Der ehemalige Aktienhändler Ryan Scott ist noch deutlicher:
“Jeder, der diesen Beitrag mit einer optimistischen Überschrift veröffentlicht, begeht eine schwere Sünde. Es sollte heißen: ‘Niemand wird jemals erraten, wer die Gegenpositionen in Derivaten hält, die nicht offengelegt werden müssen.’”

Nik Bhatia vereinfacht das Problem auf die Motivation:
“Jane Street besitzt IBIT, um Optionen zu schreiben, Spread-Trades zu machen und alles andere, was eine quantitativen Trading-Firma schnell Geld verdienen lässt.”

Was bedeutet das für jeden Bitcoin- oder IBIT-Inhaber?
Das 13F-Formular zeigt nur langfristige Aktienpositionen.
Es ist nicht verpflichtet, Optionen, Futures oder Swaps offenzulegen.
Wenn Jane Street 790 Millionen US-Dollar in IBIT-Aktien angibt, sagt das nichts darüber aus, ob diese Aktien durch Put-Optionen abgesichert, durch Short-Futures ausgeglichen oder in einer “Kragen”-Strategie eingebunden sind, die die Nettoexponierung der Firma gegenüber Bitcoin auf null oder sogar negativ setzt.

Die Öffentlichkeit sieht nur die Akkumulation.
Die tatsächliche Position könnte eine große Short-Order sein, die wie eine Long-Order aussieht, weil die Hälfte der Gegenpositionen nicht offengelegt wird.

Das 13F-Formular ist eine Momentaufnahme der Bilanz.
Niemand außer dem Unternehmen kennt die andere Seite.

Hier stellt sich die unvermeidliche Frage:
Wenn das Unternehmen 790 Millionen US-Dollar in IBIT-Aktien hält und diese durch 790 Millionen US-Dollar Put-Optionen oder Short-Futures absichert, ist das Risiko netto null.
Wenn die Derivate-Positionen die Aktienposition übersteigen, ist das Risiko negativ – das Unternehmen profitiert, wenn der Bitcoin-Preis fällt.
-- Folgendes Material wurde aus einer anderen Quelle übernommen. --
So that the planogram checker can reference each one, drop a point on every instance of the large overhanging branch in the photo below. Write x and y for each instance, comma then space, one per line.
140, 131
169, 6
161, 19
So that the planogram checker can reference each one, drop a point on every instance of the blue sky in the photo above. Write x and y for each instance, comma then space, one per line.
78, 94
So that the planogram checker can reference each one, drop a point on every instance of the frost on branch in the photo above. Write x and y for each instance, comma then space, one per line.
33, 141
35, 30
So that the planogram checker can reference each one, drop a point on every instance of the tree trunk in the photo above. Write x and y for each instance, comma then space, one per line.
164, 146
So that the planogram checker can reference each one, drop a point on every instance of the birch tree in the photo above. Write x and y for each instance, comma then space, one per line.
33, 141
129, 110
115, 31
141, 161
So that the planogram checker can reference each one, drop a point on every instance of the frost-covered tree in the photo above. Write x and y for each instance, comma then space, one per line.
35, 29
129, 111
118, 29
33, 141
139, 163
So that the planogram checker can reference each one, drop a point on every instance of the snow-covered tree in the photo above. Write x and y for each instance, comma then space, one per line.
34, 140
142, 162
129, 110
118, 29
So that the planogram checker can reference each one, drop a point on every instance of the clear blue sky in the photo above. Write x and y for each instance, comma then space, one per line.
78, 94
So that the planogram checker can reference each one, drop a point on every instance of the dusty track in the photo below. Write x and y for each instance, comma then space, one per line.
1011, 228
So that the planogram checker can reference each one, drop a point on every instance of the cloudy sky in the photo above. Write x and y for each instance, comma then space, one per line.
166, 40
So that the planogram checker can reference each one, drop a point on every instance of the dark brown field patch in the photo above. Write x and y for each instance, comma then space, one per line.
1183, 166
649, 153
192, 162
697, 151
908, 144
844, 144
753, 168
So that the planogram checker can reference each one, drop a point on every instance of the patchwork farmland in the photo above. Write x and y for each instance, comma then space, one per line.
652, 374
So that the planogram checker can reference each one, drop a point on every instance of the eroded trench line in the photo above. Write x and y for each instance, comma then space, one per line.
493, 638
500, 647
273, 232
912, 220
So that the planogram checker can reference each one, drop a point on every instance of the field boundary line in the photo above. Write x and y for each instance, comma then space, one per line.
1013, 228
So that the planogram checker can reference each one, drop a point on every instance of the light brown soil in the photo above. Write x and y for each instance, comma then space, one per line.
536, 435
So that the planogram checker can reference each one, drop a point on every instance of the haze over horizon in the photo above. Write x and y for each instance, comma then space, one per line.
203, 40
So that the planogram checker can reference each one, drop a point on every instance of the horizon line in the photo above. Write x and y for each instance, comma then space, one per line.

In beiden Fällen hat Jane Street einen Anreiz, ihre privilegierte Position als autorisierter Teilnehmer zu nutzen, um den Spotpreis zu drücken, Liquidationen auszulösen und von der Differenz zu profitieren.

Wie hoch ist die tatsächliche Nettoexponierung von Jane Street gegenüber Bitcoin?
Der aktuelle rechtliche Rahmen verlangt keine Offenlegung dieser Frage.